Nel mondo, ma non nel mondo

I cristiani non si distinguono dagli altri uomini né per territorio, né per lingua, né per abiti. Non abitano neppure città proprie, né usano un linguaggio partico­lare, né conducono un genere speciale di vita. La loro dottrina non è frutto di considerazioni e di indagini di uomini affaccendati in cose che non li riguardano, ne professano, come alcuni, una qualche teoria uma­na. Abitando città greche o barbare, come a ciascuno è toccato in sorte, e seguendo le abitudini locali quan­to agli abiti, al cibo e al modo di vivere, mostrano la meraviglia e il paradosso, da tutti riconosciuto, del lo­ro comportamento.
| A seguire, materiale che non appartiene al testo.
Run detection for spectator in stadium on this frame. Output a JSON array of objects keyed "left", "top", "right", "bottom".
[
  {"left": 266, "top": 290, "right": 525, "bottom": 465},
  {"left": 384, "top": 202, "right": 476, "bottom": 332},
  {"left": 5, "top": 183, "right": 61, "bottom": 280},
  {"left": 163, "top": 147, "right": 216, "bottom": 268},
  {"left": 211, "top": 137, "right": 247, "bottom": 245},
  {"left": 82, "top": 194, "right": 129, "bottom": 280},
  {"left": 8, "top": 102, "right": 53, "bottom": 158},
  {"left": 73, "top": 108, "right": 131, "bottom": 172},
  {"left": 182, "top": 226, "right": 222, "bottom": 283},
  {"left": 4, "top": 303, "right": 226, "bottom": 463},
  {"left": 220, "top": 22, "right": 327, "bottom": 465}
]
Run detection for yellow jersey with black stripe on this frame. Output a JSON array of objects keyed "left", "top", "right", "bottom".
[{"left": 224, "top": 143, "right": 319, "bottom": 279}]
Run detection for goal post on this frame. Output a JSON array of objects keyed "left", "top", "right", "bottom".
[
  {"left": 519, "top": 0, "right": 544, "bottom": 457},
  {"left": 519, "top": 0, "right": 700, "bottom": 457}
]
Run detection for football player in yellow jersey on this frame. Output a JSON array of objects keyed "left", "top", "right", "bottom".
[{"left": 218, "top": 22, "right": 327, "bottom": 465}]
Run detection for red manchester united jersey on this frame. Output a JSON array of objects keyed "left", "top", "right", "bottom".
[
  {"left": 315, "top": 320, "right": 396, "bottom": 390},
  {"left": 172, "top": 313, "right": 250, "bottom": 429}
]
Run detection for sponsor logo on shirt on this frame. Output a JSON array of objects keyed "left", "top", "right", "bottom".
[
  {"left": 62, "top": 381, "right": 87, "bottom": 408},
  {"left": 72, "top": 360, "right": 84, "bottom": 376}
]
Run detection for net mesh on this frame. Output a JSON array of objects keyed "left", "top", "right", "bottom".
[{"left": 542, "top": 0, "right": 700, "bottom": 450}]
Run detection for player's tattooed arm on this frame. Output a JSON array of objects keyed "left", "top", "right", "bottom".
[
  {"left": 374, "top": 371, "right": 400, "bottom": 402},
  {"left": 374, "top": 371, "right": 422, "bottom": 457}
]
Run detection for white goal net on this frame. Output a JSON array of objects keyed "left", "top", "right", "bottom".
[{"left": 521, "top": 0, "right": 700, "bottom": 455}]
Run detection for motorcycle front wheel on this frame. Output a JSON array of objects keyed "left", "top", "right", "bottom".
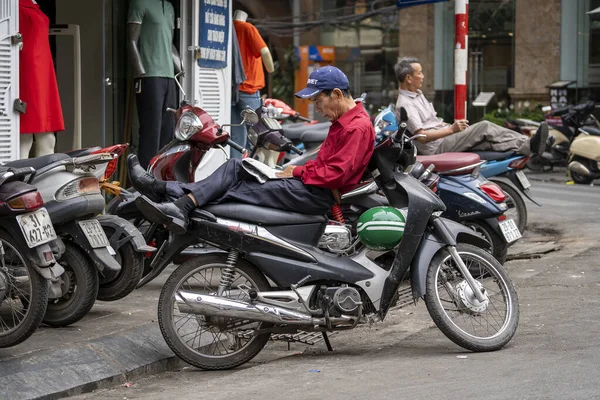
[
  {"left": 425, "top": 244, "right": 519, "bottom": 352},
  {"left": 158, "top": 253, "right": 272, "bottom": 370},
  {"left": 0, "top": 231, "right": 48, "bottom": 348}
]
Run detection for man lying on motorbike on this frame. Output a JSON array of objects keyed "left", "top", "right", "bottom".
[
  {"left": 394, "top": 57, "right": 548, "bottom": 156},
  {"left": 129, "top": 66, "right": 375, "bottom": 234}
]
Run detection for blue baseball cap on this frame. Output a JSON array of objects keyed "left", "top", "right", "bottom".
[{"left": 296, "top": 65, "right": 350, "bottom": 99}]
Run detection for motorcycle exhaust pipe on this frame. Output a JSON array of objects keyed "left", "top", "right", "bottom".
[
  {"left": 175, "top": 291, "right": 324, "bottom": 325},
  {"left": 569, "top": 161, "right": 591, "bottom": 176}
]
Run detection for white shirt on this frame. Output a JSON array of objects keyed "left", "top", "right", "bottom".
[{"left": 396, "top": 89, "right": 449, "bottom": 155}]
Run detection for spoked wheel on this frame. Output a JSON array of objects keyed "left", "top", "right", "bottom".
[
  {"left": 425, "top": 244, "right": 519, "bottom": 351},
  {"left": 0, "top": 234, "right": 48, "bottom": 347},
  {"left": 465, "top": 221, "right": 508, "bottom": 265},
  {"left": 490, "top": 179, "right": 527, "bottom": 236},
  {"left": 158, "top": 254, "right": 272, "bottom": 370}
]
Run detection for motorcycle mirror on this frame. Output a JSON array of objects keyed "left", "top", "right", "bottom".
[
  {"left": 400, "top": 107, "right": 408, "bottom": 122},
  {"left": 240, "top": 109, "right": 259, "bottom": 124}
]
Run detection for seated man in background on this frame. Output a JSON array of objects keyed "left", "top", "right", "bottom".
[{"left": 394, "top": 57, "right": 548, "bottom": 155}]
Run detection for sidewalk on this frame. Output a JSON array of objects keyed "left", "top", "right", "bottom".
[
  {"left": 523, "top": 167, "right": 600, "bottom": 186},
  {"left": 0, "top": 219, "right": 556, "bottom": 400},
  {"left": 0, "top": 268, "right": 181, "bottom": 400}
]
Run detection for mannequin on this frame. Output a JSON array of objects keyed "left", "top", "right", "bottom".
[
  {"left": 19, "top": 0, "right": 65, "bottom": 158},
  {"left": 231, "top": 10, "right": 275, "bottom": 158},
  {"left": 127, "top": 0, "right": 183, "bottom": 168}
]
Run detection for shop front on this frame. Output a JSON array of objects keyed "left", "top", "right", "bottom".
[{"left": 0, "top": 0, "right": 232, "bottom": 175}]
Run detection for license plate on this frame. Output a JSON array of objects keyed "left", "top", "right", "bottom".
[
  {"left": 500, "top": 219, "right": 521, "bottom": 243},
  {"left": 17, "top": 207, "right": 56, "bottom": 248},
  {"left": 517, "top": 171, "right": 531, "bottom": 189},
  {"left": 77, "top": 219, "right": 109, "bottom": 249}
]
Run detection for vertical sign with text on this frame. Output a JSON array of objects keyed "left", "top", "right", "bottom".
[{"left": 198, "top": 0, "right": 229, "bottom": 68}]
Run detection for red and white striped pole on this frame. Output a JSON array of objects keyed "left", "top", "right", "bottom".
[{"left": 454, "top": 0, "right": 469, "bottom": 120}]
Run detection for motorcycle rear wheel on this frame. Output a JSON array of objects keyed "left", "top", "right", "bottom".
[
  {"left": 158, "top": 253, "right": 272, "bottom": 370},
  {"left": 0, "top": 231, "right": 48, "bottom": 348},
  {"left": 425, "top": 244, "right": 519, "bottom": 352}
]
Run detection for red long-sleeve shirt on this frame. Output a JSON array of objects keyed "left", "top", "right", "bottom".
[{"left": 293, "top": 103, "right": 375, "bottom": 193}]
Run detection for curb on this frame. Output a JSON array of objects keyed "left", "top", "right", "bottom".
[{"left": 0, "top": 323, "right": 182, "bottom": 400}]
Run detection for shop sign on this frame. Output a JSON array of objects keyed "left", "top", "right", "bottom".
[
  {"left": 396, "top": 0, "right": 448, "bottom": 8},
  {"left": 198, "top": 0, "right": 229, "bottom": 68}
]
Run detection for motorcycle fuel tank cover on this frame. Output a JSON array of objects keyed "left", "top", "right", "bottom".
[{"left": 356, "top": 207, "right": 406, "bottom": 250}]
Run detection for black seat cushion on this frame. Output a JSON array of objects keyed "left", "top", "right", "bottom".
[
  {"left": 202, "top": 203, "right": 327, "bottom": 226},
  {"left": 581, "top": 126, "right": 600, "bottom": 136},
  {"left": 283, "top": 122, "right": 331, "bottom": 140},
  {"left": 66, "top": 146, "right": 102, "bottom": 157},
  {"left": 300, "top": 130, "right": 329, "bottom": 143},
  {"left": 473, "top": 151, "right": 515, "bottom": 161},
  {"left": 5, "top": 153, "right": 71, "bottom": 170}
]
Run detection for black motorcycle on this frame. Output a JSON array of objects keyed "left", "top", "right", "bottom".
[{"left": 141, "top": 108, "right": 519, "bottom": 369}]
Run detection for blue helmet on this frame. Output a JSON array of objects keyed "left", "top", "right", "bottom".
[{"left": 373, "top": 104, "right": 398, "bottom": 143}]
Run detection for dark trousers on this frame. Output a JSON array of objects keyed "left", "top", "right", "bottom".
[
  {"left": 173, "top": 159, "right": 334, "bottom": 214},
  {"left": 135, "top": 77, "right": 177, "bottom": 169}
]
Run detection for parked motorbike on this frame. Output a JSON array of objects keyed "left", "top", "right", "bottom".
[
  {"left": 151, "top": 107, "right": 519, "bottom": 370},
  {"left": 374, "top": 105, "right": 540, "bottom": 234},
  {"left": 527, "top": 101, "right": 600, "bottom": 171},
  {"left": 6, "top": 153, "right": 141, "bottom": 327},
  {"left": 0, "top": 167, "right": 64, "bottom": 347},
  {"left": 568, "top": 126, "right": 600, "bottom": 185},
  {"left": 255, "top": 104, "right": 521, "bottom": 264}
]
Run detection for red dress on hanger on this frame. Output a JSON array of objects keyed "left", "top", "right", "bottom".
[{"left": 19, "top": 0, "right": 65, "bottom": 133}]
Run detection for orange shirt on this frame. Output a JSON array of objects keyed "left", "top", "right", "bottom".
[{"left": 233, "top": 20, "right": 267, "bottom": 93}]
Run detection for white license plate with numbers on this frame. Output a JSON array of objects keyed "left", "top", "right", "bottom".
[
  {"left": 500, "top": 219, "right": 522, "bottom": 243},
  {"left": 77, "top": 219, "right": 109, "bottom": 249},
  {"left": 17, "top": 207, "right": 56, "bottom": 248},
  {"left": 517, "top": 171, "right": 531, "bottom": 189}
]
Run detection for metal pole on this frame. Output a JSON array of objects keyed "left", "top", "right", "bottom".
[{"left": 454, "top": 0, "right": 469, "bottom": 119}]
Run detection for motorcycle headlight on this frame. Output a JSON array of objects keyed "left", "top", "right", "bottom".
[
  {"left": 248, "top": 126, "right": 258, "bottom": 146},
  {"left": 175, "top": 111, "right": 204, "bottom": 140},
  {"left": 375, "top": 119, "right": 390, "bottom": 134}
]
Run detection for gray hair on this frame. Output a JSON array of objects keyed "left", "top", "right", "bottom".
[{"left": 394, "top": 57, "right": 419, "bottom": 82}]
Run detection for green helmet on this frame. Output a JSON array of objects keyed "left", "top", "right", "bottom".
[{"left": 356, "top": 207, "right": 406, "bottom": 250}]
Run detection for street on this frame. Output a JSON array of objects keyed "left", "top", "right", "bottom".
[{"left": 73, "top": 180, "right": 600, "bottom": 400}]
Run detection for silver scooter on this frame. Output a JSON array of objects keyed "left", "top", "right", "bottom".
[{"left": 6, "top": 153, "right": 147, "bottom": 327}]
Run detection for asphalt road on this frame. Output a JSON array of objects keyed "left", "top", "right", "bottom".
[{"left": 74, "top": 181, "right": 600, "bottom": 400}]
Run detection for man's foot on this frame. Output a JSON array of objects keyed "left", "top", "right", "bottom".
[
  {"left": 529, "top": 121, "right": 548, "bottom": 156},
  {"left": 135, "top": 196, "right": 189, "bottom": 235},
  {"left": 127, "top": 154, "right": 167, "bottom": 202}
]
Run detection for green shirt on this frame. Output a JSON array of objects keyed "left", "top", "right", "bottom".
[{"left": 127, "top": 0, "right": 175, "bottom": 78}]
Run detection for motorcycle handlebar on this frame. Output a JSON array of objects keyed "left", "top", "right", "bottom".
[
  {"left": 227, "top": 139, "right": 247, "bottom": 154},
  {"left": 290, "top": 146, "right": 304, "bottom": 156}
]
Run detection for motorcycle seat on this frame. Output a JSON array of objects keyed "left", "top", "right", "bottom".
[
  {"left": 581, "top": 126, "right": 600, "bottom": 136},
  {"left": 202, "top": 202, "right": 327, "bottom": 226},
  {"left": 417, "top": 152, "right": 481, "bottom": 175},
  {"left": 300, "top": 129, "right": 329, "bottom": 143},
  {"left": 283, "top": 122, "right": 331, "bottom": 140},
  {"left": 65, "top": 146, "right": 102, "bottom": 157},
  {"left": 4, "top": 153, "right": 72, "bottom": 170},
  {"left": 473, "top": 151, "right": 515, "bottom": 161}
]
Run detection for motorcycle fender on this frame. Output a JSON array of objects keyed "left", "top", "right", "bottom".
[
  {"left": 61, "top": 221, "right": 121, "bottom": 279},
  {"left": 507, "top": 171, "right": 542, "bottom": 207},
  {"left": 484, "top": 218, "right": 506, "bottom": 242},
  {"left": 35, "top": 263, "right": 65, "bottom": 281},
  {"left": 410, "top": 218, "right": 489, "bottom": 299},
  {"left": 97, "top": 214, "right": 156, "bottom": 253}
]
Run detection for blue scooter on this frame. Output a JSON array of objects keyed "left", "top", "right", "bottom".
[{"left": 374, "top": 105, "right": 541, "bottom": 233}]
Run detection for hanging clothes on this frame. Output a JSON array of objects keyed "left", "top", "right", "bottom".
[{"left": 19, "top": 0, "right": 65, "bottom": 133}]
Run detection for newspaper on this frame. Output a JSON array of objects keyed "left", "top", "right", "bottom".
[{"left": 242, "top": 158, "right": 281, "bottom": 184}]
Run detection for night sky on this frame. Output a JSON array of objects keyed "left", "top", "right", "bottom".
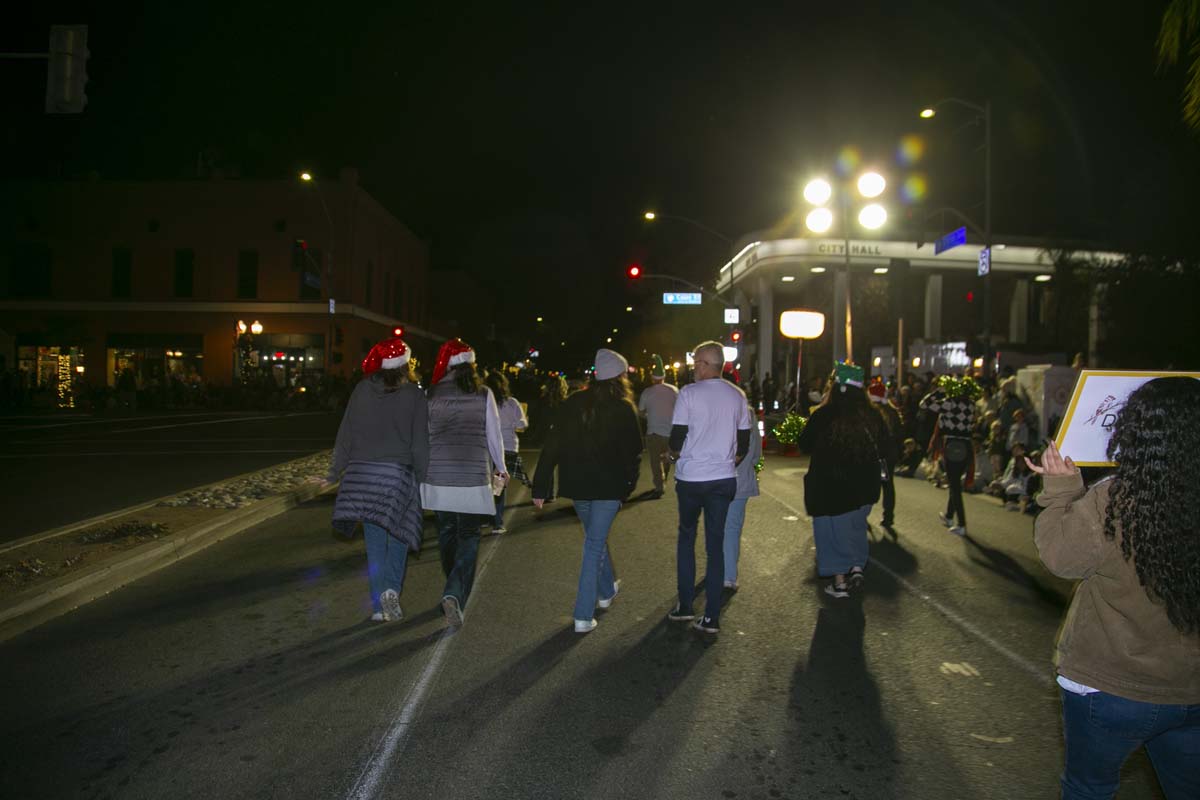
[{"left": 0, "top": 0, "right": 1200, "bottom": 350}]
Abitano una loro patria, ma come stranieri; a tutto partecipano come cittadini e a tutto sottostanno come stranieri. Ogni terra straniera è pa­tria per loro, ogni patria è terra straniera. Si sposano come tutti e generano figli, ma non espongono i loro nati. Mettono in comune la mensa, ma non il letto. Si trovano nella carne, ma non vivono secondo la car­ne. Trascorrono la loro vita sulla terra, ma sono cittadi­ni del cielo. Obbediscono alle leggi stabilite ma con il loro modo di vivere superano le leggi. Amano tutti e da tutti sono perseguitati. Non sono conosciuti, eppu­re sono giudicati; vengono messi a morte e ne ricevono vita. Sono poveri, e arricchiscono molti; mancano di tutto, eppure abbondano in tutto. Sono disprezzati, eppure nel disprezzo trovano gloria; vengono calunnia­ti eppure riconosciuti innocenti. Insultati, benedico­no; offesi, rispondono con rispetto. Fanno il bene e sono puniti come malfattori; castigati, si rallegrano co­me se ricevessero la vita. Dai giudei sono combattuti come gente straniera, dai greci perseguitati, e quelli che li odiano non sanno spiegare il motivo della loro avversione. Insomma, per dirla in breve, i cristiani so­no nel mondo ciò che l’anima è nel corpo. Come l’ani­ma è disseminata in tutte le membra del corpo, così i cristiani sono disseminati in tutte le città del mondo. L’anima abita nel corpo, ma non deriva dal corpo: i cristiani abitano nel mondo, ma non provengono dal mondo.